Cyrus Lazelle Warner Eidlitz was an American architect best known for designing One Times Square, the former New York Times Building on Times Square.
Background
Eidlitz was born in New New York He was the son of Lazelle Warner and influential New York architect Leopold Eidlitz, one of the founders of the American Institute of Architects. His father was of Jewish descent.
His mother was Christian and the children were raised in that tradition.
Cyrus Eidlitz was the nephew of the noted builder Marc Eidlitz of Marc Eidlitz & Son Builders New York City and the grandson of the architect Cyrus Warner (who was the father of architects Samuel A Warner and Benjamin Warner).
Education
The young Eidlitz was educated in New York, Geneva, Switzerland and Stuttgart, where he studied architecture at the Polytechnic Institute.
Career
Eidlitz began working for his father. His first independent work was the 1877-1878 reconstruction of Saint Peter"s Church in the Bronx after it was damaged by fire. lieutenant had originally been designed by his father.
His early Gothic and Romanesque Revival designs, including Dearborn Station in Chicago and the precursor to the current Buffalo & Erie County Public Library in Lafayette Square, show his father"s influence.
His Romanesque Revival design for the Metropolitan Telephone Building on Cortlandt Street (1886) was the first purpose-built telephone building in New York City. By the turn of the century, Eidlitz embraced the Beaux-Arts style.

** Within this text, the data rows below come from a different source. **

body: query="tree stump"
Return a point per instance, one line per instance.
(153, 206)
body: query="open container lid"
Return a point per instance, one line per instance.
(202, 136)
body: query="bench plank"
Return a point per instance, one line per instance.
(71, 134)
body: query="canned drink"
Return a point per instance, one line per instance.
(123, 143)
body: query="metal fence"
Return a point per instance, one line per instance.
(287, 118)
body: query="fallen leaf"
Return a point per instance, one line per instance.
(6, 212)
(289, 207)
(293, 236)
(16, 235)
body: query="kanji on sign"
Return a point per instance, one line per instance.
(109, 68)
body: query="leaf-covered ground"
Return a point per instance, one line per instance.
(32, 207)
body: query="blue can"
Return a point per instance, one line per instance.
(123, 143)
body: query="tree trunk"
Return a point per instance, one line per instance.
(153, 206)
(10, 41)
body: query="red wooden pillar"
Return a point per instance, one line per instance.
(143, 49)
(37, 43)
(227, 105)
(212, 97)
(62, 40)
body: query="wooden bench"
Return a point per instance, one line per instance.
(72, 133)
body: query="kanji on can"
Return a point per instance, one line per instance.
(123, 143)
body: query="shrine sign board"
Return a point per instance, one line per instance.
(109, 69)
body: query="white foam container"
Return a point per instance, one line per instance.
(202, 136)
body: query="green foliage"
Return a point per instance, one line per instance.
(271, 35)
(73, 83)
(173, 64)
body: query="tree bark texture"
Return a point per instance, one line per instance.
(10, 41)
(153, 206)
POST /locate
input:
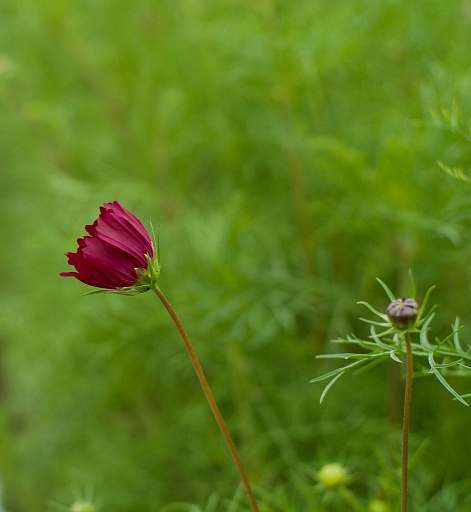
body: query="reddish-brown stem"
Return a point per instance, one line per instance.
(406, 423)
(209, 397)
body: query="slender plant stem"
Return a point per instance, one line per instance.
(406, 423)
(209, 397)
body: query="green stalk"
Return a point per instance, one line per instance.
(406, 422)
(209, 397)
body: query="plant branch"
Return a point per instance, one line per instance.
(406, 422)
(209, 397)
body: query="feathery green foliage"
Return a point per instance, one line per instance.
(287, 153)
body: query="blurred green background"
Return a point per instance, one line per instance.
(286, 152)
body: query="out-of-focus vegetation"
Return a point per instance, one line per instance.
(287, 154)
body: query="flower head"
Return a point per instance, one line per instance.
(332, 475)
(117, 254)
(402, 313)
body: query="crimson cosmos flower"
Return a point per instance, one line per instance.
(118, 253)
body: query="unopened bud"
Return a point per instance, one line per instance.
(332, 475)
(402, 313)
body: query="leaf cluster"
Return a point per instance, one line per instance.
(390, 343)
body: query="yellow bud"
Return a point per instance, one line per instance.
(332, 475)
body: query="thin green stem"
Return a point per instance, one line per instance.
(406, 422)
(209, 397)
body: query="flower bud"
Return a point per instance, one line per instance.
(402, 313)
(82, 506)
(332, 475)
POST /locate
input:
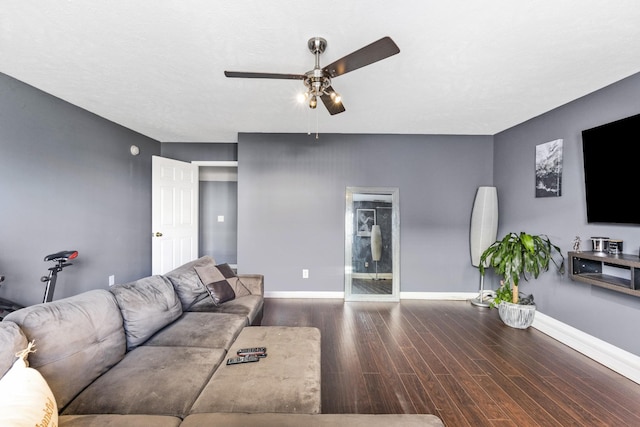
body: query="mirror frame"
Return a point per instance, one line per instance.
(394, 192)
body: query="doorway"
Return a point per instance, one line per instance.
(372, 244)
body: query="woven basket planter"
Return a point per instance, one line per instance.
(517, 315)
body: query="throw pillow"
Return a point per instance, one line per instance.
(25, 396)
(221, 283)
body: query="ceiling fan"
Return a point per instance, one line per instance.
(318, 80)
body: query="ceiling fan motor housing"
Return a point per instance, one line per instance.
(317, 45)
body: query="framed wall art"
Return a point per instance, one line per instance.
(365, 219)
(549, 169)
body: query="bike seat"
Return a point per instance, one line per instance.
(62, 255)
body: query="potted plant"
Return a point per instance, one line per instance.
(516, 256)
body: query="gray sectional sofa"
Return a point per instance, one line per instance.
(153, 352)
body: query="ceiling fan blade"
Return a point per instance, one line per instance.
(376, 51)
(246, 75)
(332, 107)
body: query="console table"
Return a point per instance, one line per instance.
(587, 267)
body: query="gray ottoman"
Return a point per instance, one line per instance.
(286, 381)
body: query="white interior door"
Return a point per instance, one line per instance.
(174, 222)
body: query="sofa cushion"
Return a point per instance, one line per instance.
(147, 305)
(115, 420)
(186, 282)
(208, 330)
(12, 340)
(249, 306)
(150, 380)
(312, 420)
(286, 381)
(25, 397)
(78, 339)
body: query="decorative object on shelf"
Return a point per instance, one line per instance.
(599, 244)
(622, 272)
(615, 246)
(516, 256)
(549, 169)
(576, 244)
(482, 233)
(376, 245)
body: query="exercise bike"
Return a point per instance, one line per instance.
(60, 258)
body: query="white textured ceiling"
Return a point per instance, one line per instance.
(464, 67)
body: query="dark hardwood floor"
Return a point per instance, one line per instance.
(456, 361)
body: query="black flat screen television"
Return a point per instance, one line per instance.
(611, 155)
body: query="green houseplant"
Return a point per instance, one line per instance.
(519, 256)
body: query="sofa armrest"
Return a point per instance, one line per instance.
(253, 282)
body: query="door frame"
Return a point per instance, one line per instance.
(394, 192)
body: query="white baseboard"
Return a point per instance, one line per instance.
(455, 296)
(305, 295)
(614, 358)
(451, 296)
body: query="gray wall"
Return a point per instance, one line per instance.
(68, 182)
(291, 205)
(219, 239)
(610, 316)
(191, 151)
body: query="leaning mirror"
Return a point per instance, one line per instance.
(372, 248)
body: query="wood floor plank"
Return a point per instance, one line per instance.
(456, 361)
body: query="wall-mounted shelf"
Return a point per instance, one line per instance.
(590, 267)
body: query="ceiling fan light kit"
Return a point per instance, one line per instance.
(318, 80)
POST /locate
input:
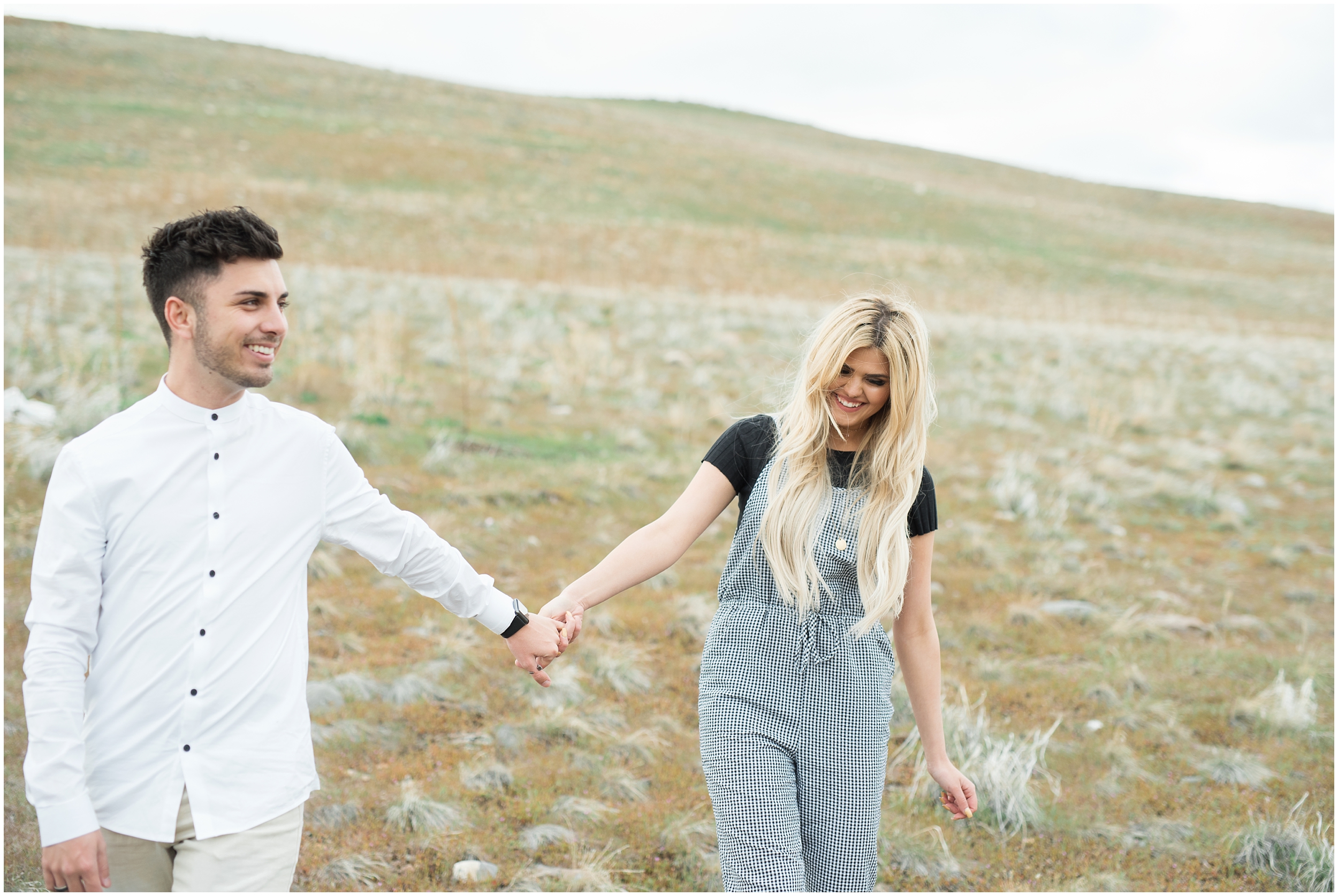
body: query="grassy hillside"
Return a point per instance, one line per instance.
(110, 133)
(530, 317)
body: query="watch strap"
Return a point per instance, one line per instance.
(521, 620)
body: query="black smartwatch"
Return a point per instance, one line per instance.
(521, 621)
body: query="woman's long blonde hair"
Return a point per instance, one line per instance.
(887, 465)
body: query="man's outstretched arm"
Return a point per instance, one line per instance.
(63, 632)
(400, 543)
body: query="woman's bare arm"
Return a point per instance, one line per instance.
(648, 551)
(916, 639)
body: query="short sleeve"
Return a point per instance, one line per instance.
(742, 454)
(922, 518)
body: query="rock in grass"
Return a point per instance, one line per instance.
(1071, 609)
(473, 871)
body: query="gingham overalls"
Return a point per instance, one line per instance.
(795, 718)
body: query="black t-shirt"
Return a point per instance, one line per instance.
(742, 454)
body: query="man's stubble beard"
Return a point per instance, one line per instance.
(215, 356)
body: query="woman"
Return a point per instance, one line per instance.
(835, 531)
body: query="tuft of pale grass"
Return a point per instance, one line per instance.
(1281, 705)
(564, 724)
(1302, 857)
(545, 835)
(641, 745)
(565, 690)
(590, 872)
(692, 616)
(352, 871)
(486, 779)
(922, 855)
(1124, 766)
(1100, 882)
(323, 696)
(692, 839)
(413, 689)
(582, 809)
(358, 686)
(416, 814)
(354, 731)
(1157, 835)
(1234, 766)
(336, 815)
(1001, 768)
(622, 666)
(621, 785)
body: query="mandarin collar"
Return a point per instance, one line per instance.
(193, 412)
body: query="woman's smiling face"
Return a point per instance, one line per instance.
(861, 391)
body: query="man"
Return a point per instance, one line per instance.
(169, 740)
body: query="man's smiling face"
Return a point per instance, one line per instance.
(241, 324)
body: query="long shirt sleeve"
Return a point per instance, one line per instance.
(63, 624)
(400, 543)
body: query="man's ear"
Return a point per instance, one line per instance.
(181, 318)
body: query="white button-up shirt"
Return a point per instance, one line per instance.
(172, 567)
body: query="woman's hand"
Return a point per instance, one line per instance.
(959, 793)
(568, 612)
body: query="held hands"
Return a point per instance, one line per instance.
(78, 865)
(566, 610)
(959, 793)
(537, 645)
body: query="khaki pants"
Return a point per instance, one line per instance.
(261, 859)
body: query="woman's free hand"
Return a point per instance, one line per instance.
(959, 793)
(568, 613)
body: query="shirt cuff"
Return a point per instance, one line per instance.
(497, 613)
(67, 820)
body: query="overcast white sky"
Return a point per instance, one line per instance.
(1225, 101)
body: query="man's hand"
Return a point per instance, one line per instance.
(568, 612)
(536, 645)
(79, 864)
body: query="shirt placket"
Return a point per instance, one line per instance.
(213, 575)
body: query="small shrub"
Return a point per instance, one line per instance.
(352, 871)
(1234, 766)
(544, 835)
(1301, 857)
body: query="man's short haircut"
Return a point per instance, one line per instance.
(181, 256)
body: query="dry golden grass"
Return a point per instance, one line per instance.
(1136, 400)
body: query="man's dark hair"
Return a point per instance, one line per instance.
(181, 256)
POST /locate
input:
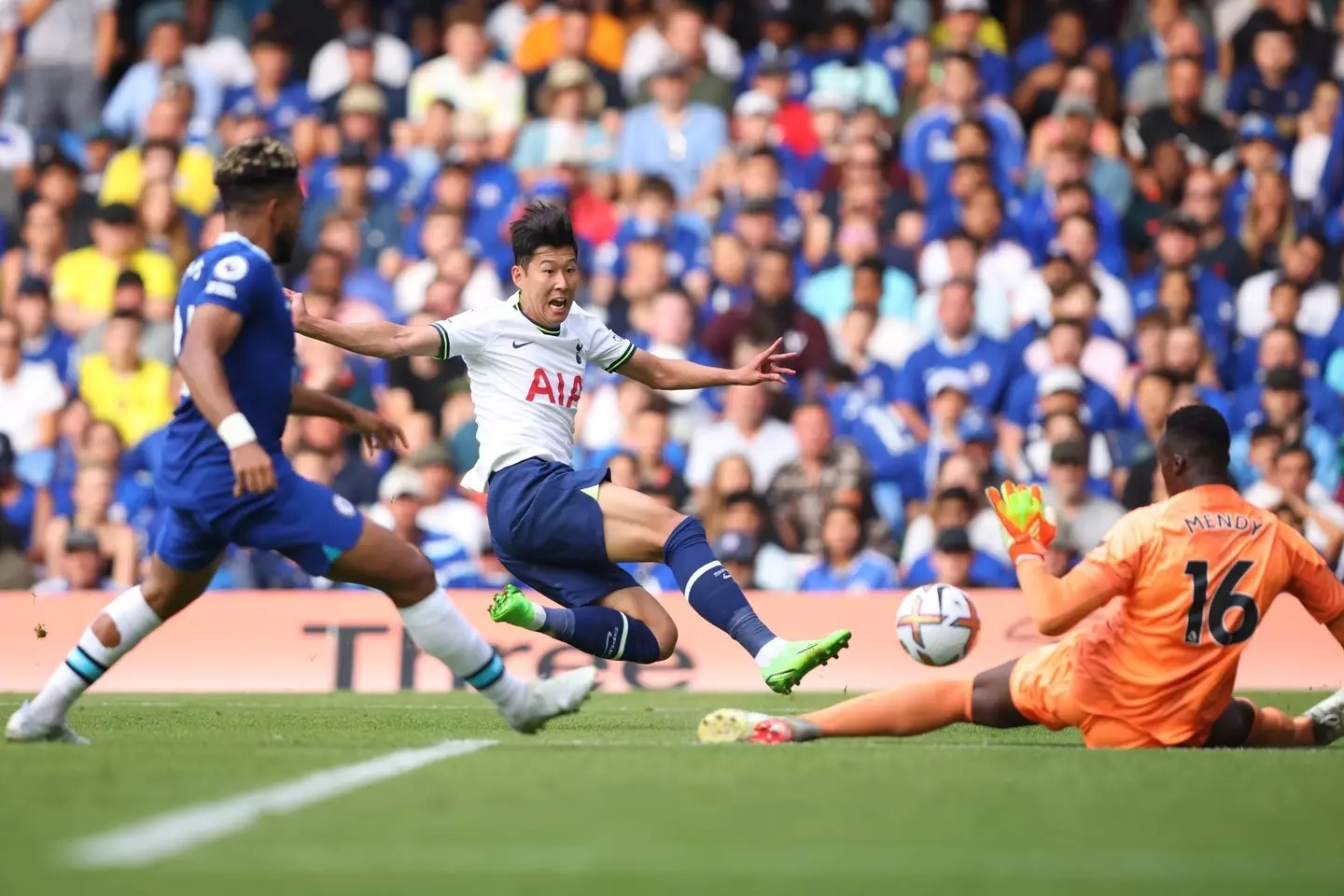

In 1903, he formed Eidlitz & McKenzie with Andrew McKenzie, who had been a construction supervisor and engineer for his father"s firm. Eidlitz & McKenzie was one of the first architecture firms that put architects and engineers on equal footing.
Eidlitz & McKenzie worked primarily on telephone buildings, but their best known design was for the New York Times Building (1903-1904) for the publisher Adolph Ochs.
Their design used their expertise in connecting buildings to subterranean infrastructure. The building, the second-tallest in the city at the time, incorporated a subway stop into its basement levels. Times Square was named for the building.
Eidlitz"s other works include the Association of the Bar of the City of New York (1898), located at 42 West 44th Street in New York City.
lieutenant is still occupied by its original client, an unusual circumstance in a changing city. He also designed, with others, the Bell Laboratories Building (Manhattan), a National Historic Landmark, and the First National Bank on West Commerce street.
The interior decoration design of the Arnot Memorial Chapel at Trinity Church in Elmira, New York is also attributed to him.